Dopo quasi sessanta giorni di “arresti domiciliari” non si può dire che il rapporto tra me e mia moglie si sia deteriorato più di tanto. Qualche reciproco sospetto sulla tenuta della memoria dell’altro però si insinua di tanto in tanto. Anche se siamo anziani lucidi (per quanto ancora?), chi ci assicura che un inizio di demenza senile non si nasconda magari in qualche banale episodio?
L’altro giorno (ieri o ieri l’altro o ancora prima, chi si ricorda) non si trovavano gli spaghetti. Mia moglie assicurava che dovevano esserci e che “qualcuno” li aveva spostati chi sa dove. La cosa rischiava di andare per le lunghe mentre l’acqua bolliva sul fuoco e non c’era comunque altra pasta da calare, quando mia moglie ha aperto il frigo e guardandomi con aria ad un tempo di trionfo e di commiserazione ne ha tirato fuori gli spaghetti. Ho detto: “Qualcuno li avrà messi lì per sbaglio”. Senza indagare ulteriormente su chi fosse quel “qualcuno”, abbiamo mangiato, come previsto, gli spaghetti, ma si vedeva lontano un miglio che il sospetto non ci aveva abbandonati.
Ed allora si è affacciata alla mia mente di recluso l’ipotesi pacificatoria che gli spaghetti si fossero rifugiati da soli nel frigo. Dopo una lunga clausura è lecito concepire una tale assurdità? Mi sono risposto che sì, era possibile. E mi sono quindi immaginata la vita degli spaghetti, certamente non diversa da quella degli altri formati di pasta. Nati a Gragnano vengono, dopo l’essiccazione della primissima infanzia, impacchettati e cominciano a viaggiare. Alcuni di essi attraversano gli oceani. Altri, come i nostri, si fermano dopo pochi chilometri. Poi comincia la loro terza e ultima stagione, stipati in una dispensa.

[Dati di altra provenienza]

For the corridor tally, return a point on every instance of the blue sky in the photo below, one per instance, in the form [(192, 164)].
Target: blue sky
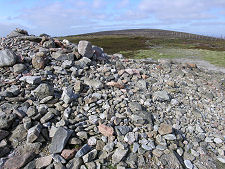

Gli spaghetti trovati in frigo erano gli ultimi rimasti, quelli che giorno dopo giorno avevano visto partire, senza ritorno, i loro compagni di dispensa. La loro partenza veniva preannunciata sempre da uno strano rumore, come di qualcosa che bolle. Rimasti soli, i nostri spaghetti non appena udito il temuto rumore avevano capito che questa volta la pentola bolliva per loro (Hemingway avrebbe intitolato “Per chi bolle la tiàna”, se avesse voluto farne un romanzo) e fuggivano nel posto più vicino. Inutilmente però, perché, a parte una temperatura glaciale che non si sarebbero mai aspettati, venivano scaraventati nell’acqua bollente dove trovavano degna cottura, al dente. Pace all’anima loro. Questa la triste storia degli sfortunati ma coraggiosi spaghetti che avevamo appena mangiato con gusto perché ottimi.
Queste fantasie hanno l’effetto di distrarci dalle nostre preoccupazioni che si concentreranno sul coronavirus almeno fino a quando non ci saranno concrete prospettive di guarigione anche per gli ultrasettantenni. Il fatto che qualche giorno fa sia stata dimessa da un ospedale di Palermo una centenaria guarita dal virus non ci conforta più di tanto perché si tratta di un evento unico e non è detto che le sue sofferenze siano terminate. Come nel caso del novantaquattrenne dimesso un paio di settimane fa da un ospedale del Lazio. I suoi familiari, delusi, volevano portarlo in una casa di riposo garantendogli che avevano scelto una casa tranquilla, di tutto riposo. Il vecchietto si rifiutava ostinatamente, convinto che, dati i tempi, si trattasse invece di una trappola, cioè di una casa di eterno riposo. Difronte alla tenace insistenza dei parenti il vecchietto continuava ad opporre una resistenza disperata. Finché, non si sa come, partiva un colpo che abbatteva il povero vecchio. Adesso si indaga per scoprire chi cacchio lo aveva messo a conoscenza dei pericoli che correva in una residenza per anziani. Una fake new o lo stadio iniziale delle allucinazioni cui sono esposti al tempo del coronavirus gli anziani in isolamento?